The more sedate local wives were concerned that the occupying soldiers would 'take advantage' of their insensible visitors. The women of Amphissa bravely stood all night encircling the Thyiads to guard their sleep. In the morning they fed them and (after demurely securing permission from their husbands) escorted them in safety to the borders.
Lawrence Alma Tadema, 'Women of Amphissa', Clark Institute, Williamstown, Massachusetts

George Eliot brought this story into popular circulation. The hero of her Daniel Deronda (1876) is reminded of the version in Plutarch’s On the Virtues of Women when he rescues the vulnerable foreigner Mirah Lapidoth. An updated maenad (professional opera singer), she had been threatened with prostitution by the men who should have protected her. Daniel takes her to stay with respectable female friends in Chelsea, the less than obvious Victorian equivalent of Amphissa.


Black-Figure Bacchant on Plate in Amphissa Museum
And it was Eliot’s novel which in turn inspired Alma Tadema’s portentous 1887 painting of the same episode.  I like his sleepy Thyiads, but am relieved to be able to report that the native matrons of Amphissa look a good deal more cheerful these days as well as remaining (although I didn’t test it) stalwart in the defence of female honour. I know this because I spent the morning in Amphissa police station (my kind hostess needed to renew her Greek passport to secure her own safe conduct over borders) being impressed by the easy professionalism of a female officer, a modern Woman of Amphissa.
Ladies of Amphissa Looking Very Serious Indeed

Tuesday, 2 August 2016

Glorious Sprinters Ancient and Modern

I am right now in the sea 30 minutes from here
On the eve of the Olympics I find myself at last on holiday for a week, swimming below Delphi.
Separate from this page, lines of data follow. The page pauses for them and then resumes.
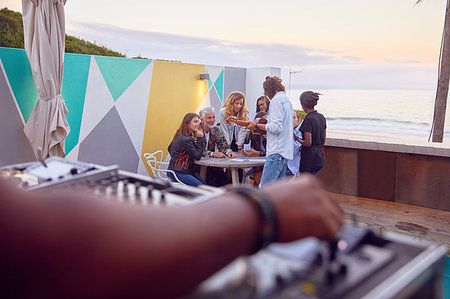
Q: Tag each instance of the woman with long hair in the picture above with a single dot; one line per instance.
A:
(187, 146)
(234, 107)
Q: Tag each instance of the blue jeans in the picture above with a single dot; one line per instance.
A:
(274, 169)
(188, 179)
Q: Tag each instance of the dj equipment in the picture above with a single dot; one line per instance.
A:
(56, 173)
(358, 264)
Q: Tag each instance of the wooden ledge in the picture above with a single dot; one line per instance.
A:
(417, 222)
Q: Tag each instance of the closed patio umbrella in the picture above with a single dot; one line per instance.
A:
(44, 33)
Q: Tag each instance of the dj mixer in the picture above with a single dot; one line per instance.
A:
(358, 264)
(55, 174)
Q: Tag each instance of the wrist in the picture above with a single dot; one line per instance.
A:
(268, 221)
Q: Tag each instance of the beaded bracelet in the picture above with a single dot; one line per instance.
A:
(268, 224)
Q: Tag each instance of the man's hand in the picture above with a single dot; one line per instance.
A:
(232, 155)
(218, 155)
(252, 152)
(251, 126)
(304, 209)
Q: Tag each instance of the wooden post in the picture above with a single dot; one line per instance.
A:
(443, 81)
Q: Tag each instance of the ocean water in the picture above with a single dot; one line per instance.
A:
(399, 112)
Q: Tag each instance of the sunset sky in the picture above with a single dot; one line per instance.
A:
(353, 44)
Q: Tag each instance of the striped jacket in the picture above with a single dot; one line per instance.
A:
(184, 150)
(216, 138)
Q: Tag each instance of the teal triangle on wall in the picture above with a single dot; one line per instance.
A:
(219, 86)
(119, 73)
(18, 71)
(76, 71)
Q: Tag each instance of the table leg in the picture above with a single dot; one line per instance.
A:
(203, 172)
(234, 176)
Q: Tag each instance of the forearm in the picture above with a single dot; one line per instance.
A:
(105, 248)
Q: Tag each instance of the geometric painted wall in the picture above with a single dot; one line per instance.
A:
(119, 108)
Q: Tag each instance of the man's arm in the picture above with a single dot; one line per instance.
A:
(71, 244)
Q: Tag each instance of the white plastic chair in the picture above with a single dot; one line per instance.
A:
(159, 166)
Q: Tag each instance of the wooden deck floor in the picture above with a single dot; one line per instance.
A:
(416, 222)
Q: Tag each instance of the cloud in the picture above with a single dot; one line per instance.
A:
(321, 68)
(157, 45)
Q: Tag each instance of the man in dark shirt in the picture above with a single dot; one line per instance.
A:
(313, 130)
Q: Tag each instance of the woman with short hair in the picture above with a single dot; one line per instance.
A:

In antiquity the sanctuary here had its own athletics competitions, the Pythian games. My favourite ancient Victory Ode is Pindar's Pythian 10 in honour of a boy called Hippocleas who won the Delphic junior sprint in 498 BCE.

Perseus, Patron of Sprinters
Pindar foresees that, with the garland of victory, Hippocleas will win huge admiration ‘from boys his age and from his elders, and will make the girls notice him.’ Pindar slyly alludes to the next Olympics, hoping that Hippocleas will triumph there, too: he compares the young athlete to Perseus, who could fly through the air on his winged sandals.
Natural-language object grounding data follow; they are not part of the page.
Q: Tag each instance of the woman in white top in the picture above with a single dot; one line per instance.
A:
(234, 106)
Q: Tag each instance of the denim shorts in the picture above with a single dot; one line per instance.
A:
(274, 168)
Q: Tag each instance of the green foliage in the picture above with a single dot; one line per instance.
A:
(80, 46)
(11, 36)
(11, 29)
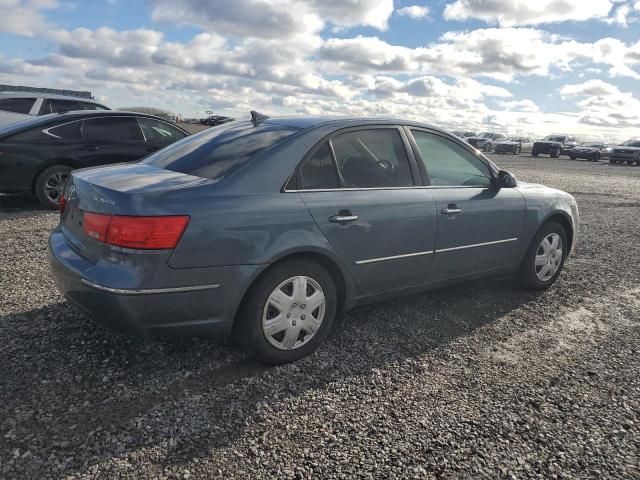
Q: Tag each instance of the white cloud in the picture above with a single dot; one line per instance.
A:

August 3 is the eightieth anniversary of the most important sprint of all time, Jesse Owens' 100-metre dash in 10.3 seconds at the Berlin Olympics in 1936. Over the succeeding days he added gold medals in the long jump, the 200 metres, and the 4x100 relay.
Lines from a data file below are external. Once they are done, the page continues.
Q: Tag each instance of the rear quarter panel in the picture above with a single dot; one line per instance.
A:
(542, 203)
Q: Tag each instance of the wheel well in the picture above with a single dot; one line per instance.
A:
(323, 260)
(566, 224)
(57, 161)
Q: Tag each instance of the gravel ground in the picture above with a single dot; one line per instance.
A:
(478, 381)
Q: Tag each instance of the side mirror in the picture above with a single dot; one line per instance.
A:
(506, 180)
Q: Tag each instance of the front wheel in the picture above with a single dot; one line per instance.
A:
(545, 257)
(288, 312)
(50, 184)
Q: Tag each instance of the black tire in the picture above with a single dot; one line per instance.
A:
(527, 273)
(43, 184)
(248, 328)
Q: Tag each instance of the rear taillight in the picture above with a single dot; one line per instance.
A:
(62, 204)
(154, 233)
Owens' bravura performances cast the Nazi ideology of Aryan supremacy into disarray. He was filmed by Leni von Riefensthal for her documentary, Olympia, but there were rumours that Hitler refused to acknowledge Owens’ victories: Owens himself at different times both confirmed and denied this. Aryanists produced the absurd defensive argument that people of African descent were 'inevitably' physically stronger since they were less far removed from a ‘jungle’ existence than the ‘higher’ races.

When criticising Nazi racism, we must remember what faced Owens back home: ‘When I came back to my native country, after all the stories about Hitler, I couldn’t ride in the front of the bus. I had to go to the back door. I couldn’t live where I wanted. I wasn’t invited to shake hands with Hitler, but I wasn’t invited to the White House to shake hands with the President, either’.

Owens was a conflicted character, who endured misery as well as glory: a supreme athlete, he chain-smoked and died of lung cancer; a member of the Republican Party, he suffered from the sharpest end of free-market capitalism and was bankrupted; acutely aware of racism, he initially objected to the black power salute after the sprint at the 1968 Olympics.

But surely he would have approved of Pindar’s image of Perseus as sprinters’ hero: when asked what mindset had allowed him to win such extraordinary races, Owens simply said, ‘I let my feet spend as little time on the ground as possible. From the air, fast down, and from the ground, fast up.’  Owens could do poetry in prose as well as motion.